February 25th, 2008 at 11:21 am
Can someone tell me where to get the storyline from?
February 25th, 2008 at 11:29 am
Here’s the original posted storyline:
http://simulatedcomicproduct.com/2008/02/22/real-time-comix/
February 25th, 2008 at 12:14 pm
I would suggest making it more obvious who’s talking in the last two panels. I got the impression we had just gone back 40 years, and the two friends were talking. It may also help to have the 3rd panel include a window into the cabin to make it obvious the scene hasn’t changed.
February 26th, 2008 at 1:58 am
Well, I didn’t have any problem ‘getting it’ at the first read-through. I didn’t find it funny though. Interesting, but nothing connected with the funny bone.
February 26th, 2008 at 7:52 am
Light the peak of the closest mountain in panel three and move the balloon lower in the panel, hovering over the village. Emphasize the brightness of the resort in panel four. This will get the critical mass of people making the connection before the funny timer expires.
February 29th, 2008 at 12:30 pm
For those going back in the archives, the explanation that the other posts are making reference too is this:
http://simulatedcomicproduct.com/2008/02/22/real-time-comix/
I see that the picture of old hiking gear never made it into the final comic at all. Having the guy looking at that picture, and having the word bubble cross the divide between that frame and the next two would’ve helped bring it together. Also, who is talking in the last frame, the man or woman?
March 1st, 2008 at 6:47 pm
Umm… I don’t get how one wouldn’t get this one. It was very clearly presented and quite a funny one too :).
March 5th, 2008 at 10:06 am
I get it, it’s just not funny.
March 14th, 2008 at 12:32 am
This comic, I think, would have worked better at double the size. You just can’t compress all of that ‘meaning’ into 4 small panels.
March 22nd, 2008 at 4:01 pm
I’m afraid I didn’t get the intended meaning, either. I read it as “Something horrible and glowy up in the mountains, the locals knew to leave well enough alone, but many years later, someone built a ski resort up there.” It came across as a horror-story setup more than a gag.
March 28th, 2008 at 1:18 am
Just wanted to say that I got it without any trouble at all. In fact, with all the fuss that people were making about NOT getting it, I reread it a few times to see if I’d missed anything. Kept reading the comments though and found that I’d been right.
Good strip, but evidently there’s a fair few people who need to pay more attention instead of expecting the explanation to be just handed to them.
April 27th, 2008 at 7:02 pm
I got it first time.
the whole reason I like your comic is because of strips like this.

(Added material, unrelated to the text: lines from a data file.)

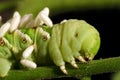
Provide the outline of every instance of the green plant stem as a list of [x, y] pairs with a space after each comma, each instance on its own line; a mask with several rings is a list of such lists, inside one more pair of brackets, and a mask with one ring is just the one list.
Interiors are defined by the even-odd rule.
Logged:
[[66, 64], [68, 75], [64, 75], [57, 66], [43, 66], [33, 70], [11, 70], [7, 77], [0, 80], [33, 80], [56, 77], [79, 77], [120, 71], [120, 57], [93, 60], [87, 64], [78, 63], [79, 69]]

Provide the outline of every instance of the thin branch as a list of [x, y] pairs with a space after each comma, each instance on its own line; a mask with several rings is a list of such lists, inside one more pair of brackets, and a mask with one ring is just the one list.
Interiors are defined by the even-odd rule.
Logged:
[[79, 77], [120, 71], [120, 57], [93, 60], [87, 64], [78, 63], [79, 69], [66, 64], [68, 75], [64, 75], [57, 66], [38, 67], [33, 70], [11, 70], [9, 75], [0, 80], [35, 80], [58, 77]]

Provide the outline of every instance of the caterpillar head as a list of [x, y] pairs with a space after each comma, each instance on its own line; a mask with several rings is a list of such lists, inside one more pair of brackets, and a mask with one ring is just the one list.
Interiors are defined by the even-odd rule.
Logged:
[[99, 32], [84, 20], [71, 19], [64, 25], [71, 28], [69, 37], [73, 53], [79, 52], [80, 56], [92, 60], [100, 47]]

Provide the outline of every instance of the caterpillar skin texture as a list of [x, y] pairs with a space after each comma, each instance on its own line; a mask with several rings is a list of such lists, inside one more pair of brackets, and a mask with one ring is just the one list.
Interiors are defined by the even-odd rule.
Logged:
[[21, 65], [20, 60], [24, 59], [23, 51], [31, 45], [34, 50], [26, 60], [37, 66], [55, 64], [65, 74], [65, 63], [77, 68], [76, 59], [82, 62], [86, 62], [86, 58], [92, 60], [99, 50], [99, 32], [84, 20], [70, 19], [53, 27], [42, 27], [50, 33], [50, 38], [41, 34], [41, 27], [37, 27], [7, 33], [5, 39], [0, 40], [0, 66], [3, 66], [0, 67], [0, 77], [6, 76], [11, 68], [29, 68]]

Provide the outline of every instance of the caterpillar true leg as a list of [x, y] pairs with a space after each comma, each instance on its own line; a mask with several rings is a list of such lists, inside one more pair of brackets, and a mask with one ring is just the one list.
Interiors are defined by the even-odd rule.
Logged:
[[24, 50], [22, 57], [25, 59], [28, 58], [31, 55], [31, 53], [33, 52], [33, 50], [34, 50], [34, 45], [29, 46], [28, 48], [26, 48]]

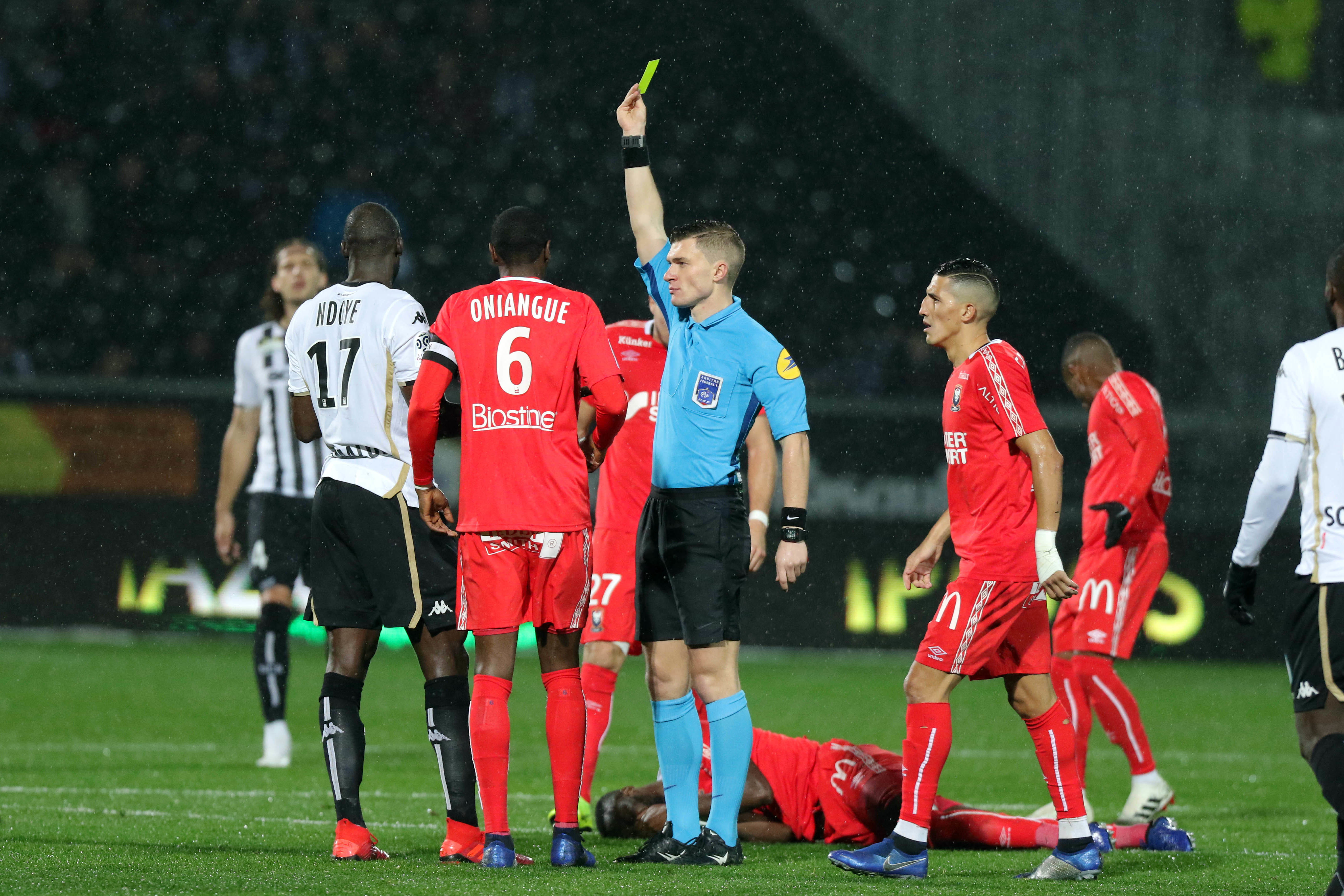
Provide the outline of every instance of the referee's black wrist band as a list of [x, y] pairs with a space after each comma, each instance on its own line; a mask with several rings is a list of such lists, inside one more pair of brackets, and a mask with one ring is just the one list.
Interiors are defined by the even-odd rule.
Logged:
[[649, 146], [644, 134], [621, 137], [621, 161], [626, 168], [649, 167]]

please keep up the good work.
May 4th, 2008 at 6:01 pm
Very subtle. Still not that difficult to get with a single re-read. Great job!
May 27th, 2008 at 8:45 am
I loved this one very clever and leaves you thinking of the possibilities.
June 2nd, 2008 at 6:14 am
The woman is talking in the last frame. There’s a faint red tint to all of her dialogue.
June 11th, 2008 at 8:27 am
Wait, this is about time travel? I thought it had to do with a mishap on a skiing trip…
June 28th, 2008 at 11:30 am
After reading the backstory and the comments it makes sense, but I think my confusion came from the idea that that people that were isolated were on the ground, not the mountain top. The first couple of times through the comic I kept thinking the people on the mountain top were in the future, rather than those in the village in the past.
Mountain tops are isolating, you know?
But I agree with the other commenters who said that you’re doing good work here. Keep stretching!
July 15th, 2008 at 6:12 am
I had to read it a couple times, but it was pretty good.
August 9th, 2008 at 11:33 pm
It’s witty, if not entirely funny. Wasn’t hard to follow imo
August 24th, 2008 at 11:22 pm
A little bit too “The Village” for me :(.